Given the high quality of the matrix, this is an ideal example to demonstrate the utility of networks in (palaeo)phylogenetic research and to discuss the question of potential ancestor-descendant relationships, and their poor representation in trees (especially cladograms). Phylogenetic relationships within modern Juglandaceae are relatively well resolved. Rhoiptelea, a relict genus found in the mountains of northern Vietnam and south-western China, is sister to the remainder of the family — it is now subfamily Rhoipteleoideae, but was traditionally its own family. Rhoiptelea is an living fossil: flowers with fitting in-situ pollen and seeds have been found in the Late Cretaceous (Heřmanová et al. 2011, IJPS 172: 285–293; cryptically named Budvaricarpus serialis, the "Serial Budvarseed", because one is not allowed to use a modern-day genus for naming a 85–90 million year old angiosperm, even when it looks the same). The remainder of the Juglandaceae falls into two main clades, recognized as subfamilies:
  1. the Juglandoideae — the walnuts (Juglans) and their closest relatives: the (eastern) North American-East Asian disjunct genus Carya, the Eurasian relict genus Pterocarya (mainly Transcaucasia, East Asia), and the monotypic genera Cyclocarya and Platycarya.
  2. the Engelhardioideae — a group of tropical-subtropical, mostly relict genera: Alfaroa + Oreomunnea in the equatorial regions of the New World; and South East Asian-Malesian genus Engelhardia and the, probably monotypic, Alfaropsis widespread in China (sometimes still included in Engelhardia; e.g. current Flora of China, despite unambiguous molecular and morphological evidence).
Juglandaceae produce (winged) seeds and pollen that are relatively easy to identify. They are well-known and very common companions of palaeontologists during much of the Cenozoic, especially the (today geographically very restricted) Engelhardioideae.

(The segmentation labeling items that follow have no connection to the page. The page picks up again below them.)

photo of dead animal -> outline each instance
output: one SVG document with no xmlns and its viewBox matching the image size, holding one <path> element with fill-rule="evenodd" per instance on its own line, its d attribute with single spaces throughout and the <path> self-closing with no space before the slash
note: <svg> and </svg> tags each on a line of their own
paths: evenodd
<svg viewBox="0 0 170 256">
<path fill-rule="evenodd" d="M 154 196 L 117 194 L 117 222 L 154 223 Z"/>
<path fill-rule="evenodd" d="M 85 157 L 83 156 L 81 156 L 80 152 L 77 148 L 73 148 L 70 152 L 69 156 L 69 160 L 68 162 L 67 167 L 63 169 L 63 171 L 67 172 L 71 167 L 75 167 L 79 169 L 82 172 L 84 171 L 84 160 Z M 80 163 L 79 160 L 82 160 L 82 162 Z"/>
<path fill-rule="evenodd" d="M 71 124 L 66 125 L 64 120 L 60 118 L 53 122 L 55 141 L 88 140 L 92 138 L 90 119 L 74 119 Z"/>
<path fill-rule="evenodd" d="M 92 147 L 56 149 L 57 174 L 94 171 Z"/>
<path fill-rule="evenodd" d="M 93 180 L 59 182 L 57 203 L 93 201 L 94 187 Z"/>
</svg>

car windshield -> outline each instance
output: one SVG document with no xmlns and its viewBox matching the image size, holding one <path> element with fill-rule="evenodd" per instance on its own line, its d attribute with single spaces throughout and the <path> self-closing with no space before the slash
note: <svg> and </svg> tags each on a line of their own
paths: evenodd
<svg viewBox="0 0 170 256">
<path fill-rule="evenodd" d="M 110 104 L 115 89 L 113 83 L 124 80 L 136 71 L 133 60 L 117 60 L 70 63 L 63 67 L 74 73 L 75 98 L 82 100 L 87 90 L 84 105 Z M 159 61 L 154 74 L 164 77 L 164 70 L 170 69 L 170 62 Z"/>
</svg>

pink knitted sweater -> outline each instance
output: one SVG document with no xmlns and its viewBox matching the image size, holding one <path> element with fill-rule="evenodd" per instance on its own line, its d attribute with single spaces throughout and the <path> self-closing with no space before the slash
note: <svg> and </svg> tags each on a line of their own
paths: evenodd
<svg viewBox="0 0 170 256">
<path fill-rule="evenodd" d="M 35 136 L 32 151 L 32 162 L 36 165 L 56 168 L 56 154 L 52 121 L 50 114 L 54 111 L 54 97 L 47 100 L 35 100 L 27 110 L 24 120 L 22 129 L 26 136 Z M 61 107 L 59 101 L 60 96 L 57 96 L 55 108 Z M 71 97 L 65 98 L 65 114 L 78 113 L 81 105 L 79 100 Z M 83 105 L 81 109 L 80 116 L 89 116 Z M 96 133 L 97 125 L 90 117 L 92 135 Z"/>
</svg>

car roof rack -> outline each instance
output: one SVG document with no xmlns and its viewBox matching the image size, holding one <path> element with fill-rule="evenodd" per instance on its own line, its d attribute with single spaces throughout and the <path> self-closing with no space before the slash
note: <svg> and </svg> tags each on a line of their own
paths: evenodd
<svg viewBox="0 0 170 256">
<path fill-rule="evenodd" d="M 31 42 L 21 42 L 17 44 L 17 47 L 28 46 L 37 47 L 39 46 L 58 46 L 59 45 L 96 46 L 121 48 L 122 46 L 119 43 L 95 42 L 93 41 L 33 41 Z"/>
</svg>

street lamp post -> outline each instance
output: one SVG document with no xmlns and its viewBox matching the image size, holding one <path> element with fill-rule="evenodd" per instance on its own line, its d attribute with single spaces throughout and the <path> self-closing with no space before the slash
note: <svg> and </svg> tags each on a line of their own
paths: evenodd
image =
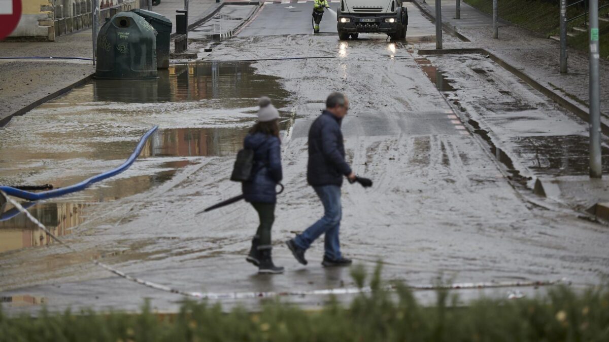
<svg viewBox="0 0 609 342">
<path fill-rule="evenodd" d="M 499 38 L 499 28 L 497 25 L 497 0 L 493 0 L 493 38 Z"/>
<path fill-rule="evenodd" d="M 99 32 L 99 0 L 91 0 L 91 7 L 92 7 L 91 19 L 93 21 L 93 65 L 95 65 L 97 59 L 97 32 Z"/>
<path fill-rule="evenodd" d="M 599 85 L 599 0 L 590 5 L 590 178 L 602 177 L 600 151 L 600 100 Z"/>
<path fill-rule="evenodd" d="M 560 73 L 567 73 L 567 0 L 560 0 Z"/>
<path fill-rule="evenodd" d="M 442 49 L 442 2 L 435 0 L 435 48 Z"/>
</svg>

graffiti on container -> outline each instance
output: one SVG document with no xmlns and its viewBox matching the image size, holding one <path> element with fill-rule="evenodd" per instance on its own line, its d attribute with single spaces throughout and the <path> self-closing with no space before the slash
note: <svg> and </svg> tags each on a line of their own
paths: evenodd
<svg viewBox="0 0 609 342">
<path fill-rule="evenodd" d="M 108 41 L 107 36 L 103 35 L 99 37 L 99 47 L 107 52 L 110 52 L 110 49 L 112 48 L 112 44 L 110 44 L 110 42 Z"/>
<path fill-rule="evenodd" d="M 126 43 L 121 43 L 116 45 L 116 49 L 118 49 L 118 52 L 121 54 L 126 54 L 129 52 L 129 47 L 127 46 Z"/>
</svg>

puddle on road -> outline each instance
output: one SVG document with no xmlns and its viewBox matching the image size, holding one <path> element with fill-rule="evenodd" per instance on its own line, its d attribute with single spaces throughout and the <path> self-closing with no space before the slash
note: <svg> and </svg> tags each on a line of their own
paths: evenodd
<svg viewBox="0 0 609 342">
<path fill-rule="evenodd" d="M 454 91 L 457 90 L 452 86 L 452 82 L 444 76 L 444 73 L 438 68 L 434 66 L 429 60 L 424 58 L 415 58 L 415 61 L 419 65 L 425 75 L 434 83 L 435 88 L 442 92 Z"/>
<path fill-rule="evenodd" d="M 0 297 L 0 304 L 11 307 L 21 307 L 32 305 L 45 304 L 48 302 L 46 297 L 21 295 Z"/>
<path fill-rule="evenodd" d="M 70 228 L 82 222 L 82 210 L 90 204 L 75 203 L 45 203 L 29 209 L 32 215 L 55 236 L 71 233 Z M 10 208 L 7 208 L 9 210 Z M 51 237 L 24 215 L 0 222 L 0 253 L 52 243 Z"/>
<path fill-rule="evenodd" d="M 590 139 L 580 135 L 533 136 L 515 141 L 527 167 L 552 176 L 588 175 Z M 601 146 L 603 172 L 609 171 L 609 148 Z"/>
<path fill-rule="evenodd" d="M 255 120 L 259 96 L 269 96 L 278 108 L 290 103 L 279 79 L 256 74 L 249 63 L 192 63 L 159 71 L 153 80 L 95 80 L 0 128 L 0 184 L 74 184 L 119 165 L 146 130 L 160 125 L 127 172 L 65 203 L 30 208 L 64 236 L 82 222 L 88 207 L 145 192 L 193 162 L 177 158 L 236 152 Z M 283 120 L 282 129 L 292 122 Z M 0 221 L 0 253 L 49 243 L 23 215 Z"/>
</svg>

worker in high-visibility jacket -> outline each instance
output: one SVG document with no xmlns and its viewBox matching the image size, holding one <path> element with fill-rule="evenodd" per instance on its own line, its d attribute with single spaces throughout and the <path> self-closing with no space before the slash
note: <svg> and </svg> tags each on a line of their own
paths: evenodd
<svg viewBox="0 0 609 342">
<path fill-rule="evenodd" d="M 328 4 L 328 0 L 315 0 L 313 4 L 313 21 L 315 25 L 313 26 L 313 32 L 319 33 L 319 23 L 322 22 L 322 17 L 323 16 L 323 9 L 329 9 L 330 5 Z"/>
</svg>

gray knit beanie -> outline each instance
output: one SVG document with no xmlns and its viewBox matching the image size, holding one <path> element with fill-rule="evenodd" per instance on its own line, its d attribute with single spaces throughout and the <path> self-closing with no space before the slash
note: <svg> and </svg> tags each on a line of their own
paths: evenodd
<svg viewBox="0 0 609 342">
<path fill-rule="evenodd" d="M 258 104 L 260 105 L 258 122 L 268 122 L 279 119 L 279 111 L 270 103 L 270 99 L 262 96 L 258 100 Z"/>
</svg>

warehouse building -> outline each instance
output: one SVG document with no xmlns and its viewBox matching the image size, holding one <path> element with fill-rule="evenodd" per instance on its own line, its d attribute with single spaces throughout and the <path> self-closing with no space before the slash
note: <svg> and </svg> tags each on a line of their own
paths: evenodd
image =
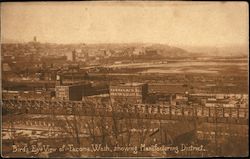
<svg viewBox="0 0 250 159">
<path fill-rule="evenodd" d="M 144 103 L 148 94 L 148 85 L 145 83 L 111 85 L 109 93 L 112 102 Z"/>
</svg>

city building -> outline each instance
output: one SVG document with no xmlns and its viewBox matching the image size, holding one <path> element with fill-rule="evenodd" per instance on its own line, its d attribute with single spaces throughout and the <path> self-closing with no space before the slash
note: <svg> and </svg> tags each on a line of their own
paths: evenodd
<svg viewBox="0 0 250 159">
<path fill-rule="evenodd" d="M 148 93 L 148 85 L 145 83 L 111 85 L 109 93 L 112 102 L 143 103 Z"/>
</svg>

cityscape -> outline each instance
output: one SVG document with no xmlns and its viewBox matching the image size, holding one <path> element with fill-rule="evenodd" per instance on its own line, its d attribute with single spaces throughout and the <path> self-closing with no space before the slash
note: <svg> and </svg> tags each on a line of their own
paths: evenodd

But in addition to the modern genera, the family includes some very interesting, unique fossils — the idea is to place these in a phylogenetic framework.

Results of the study of Manos et al. (2007).
Arrows indicate the position of the fossils. a) A majority rule consensus cladogram using a cut-off of 50 based on the morphological partition; b) the total evidence counterpart.

As can be seen from the above trees (taken from the paper), morphology reflects some of the molecular phylogenetic relationships — the Juglandoideae are supported as a clade, as are most genera (except for Engelhardia and Oreomunnea). Two fossils, Pal(a)eoplatycarya and Platycarya americana were resolved as sister taxa to their modern counterpart, Platycarya strobilacea; and the two enigmatic fossils Polyptera (the "many-winged one") and Cruciptera (the "cross-winged one") could be associated with the Juglandoideae. The total evidence approach indicated that Cruciptera is part of the "crown-group" Juglandoideae, in contrast to Polyptera, that appears at a more "basal" (root-proximal) position in this subclade. A sixth fossil, Pal(a)eooreomunnea could not be resolved with certainty (placed as sister to all Juglandoideae in the total evidence tree). As the name indicates, literally the "Ancient Oreomunnea", we would have expected it to group with the Engelhardioideae, which form a clade in the total evidence tree.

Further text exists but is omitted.